Avantages de la bio-inspiration économique à l'ère de la surparamétrisation
Des chercheurs ont publié sur arXiv (arXiv:2604.20365) une étude empirique comparant deux grandes familles de contrôleurs pour robots : les générateurs de patterns centraux (CPG), inspirés de la neurologie animale, et les perceptrons multicouches (MLP), omniprésents en apprentissage automatique.
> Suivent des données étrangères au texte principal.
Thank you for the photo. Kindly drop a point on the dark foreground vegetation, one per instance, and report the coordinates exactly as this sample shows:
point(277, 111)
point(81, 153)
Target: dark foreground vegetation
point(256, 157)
L'expérience soumet un robot à proprioception limitée à des protocoles d'optimisation variés, en faisant varier systématiquement la taille des espaces de paramètres sous deux régimes d'entraînement, évolutionnaire et par renforcement, et en mesurant les performances sur plusieurs fonctions de récompense.
Le résultat central contredit une intuition répandue dans le domaine : plus de paramètres ne signifie pas de meilleures performances. Dans les contextes où les espaces d'entrée et de sortie sont restreints et où les gains maximaux sont bornés, les architectures légères, MLP peu profonds et CPG densément connectés, surpassent systématiquement les MLP profonds et les architectures Actor-Critic du renforcement. Pour quantifier cet écart, les auteurs introduisent une métrique inédite baptisée "Parameter Impact", qui mesure la proportion de paramètres supplémentaires se traduisant effectivement en gains de performance. Les résultats montrent que les paramètres additionnels exigés par les méthodes de renforcement ne produisent aucun bénéfice mesurable, plaidant en faveur des stratégies évolutionnaires sur ce type de tâche.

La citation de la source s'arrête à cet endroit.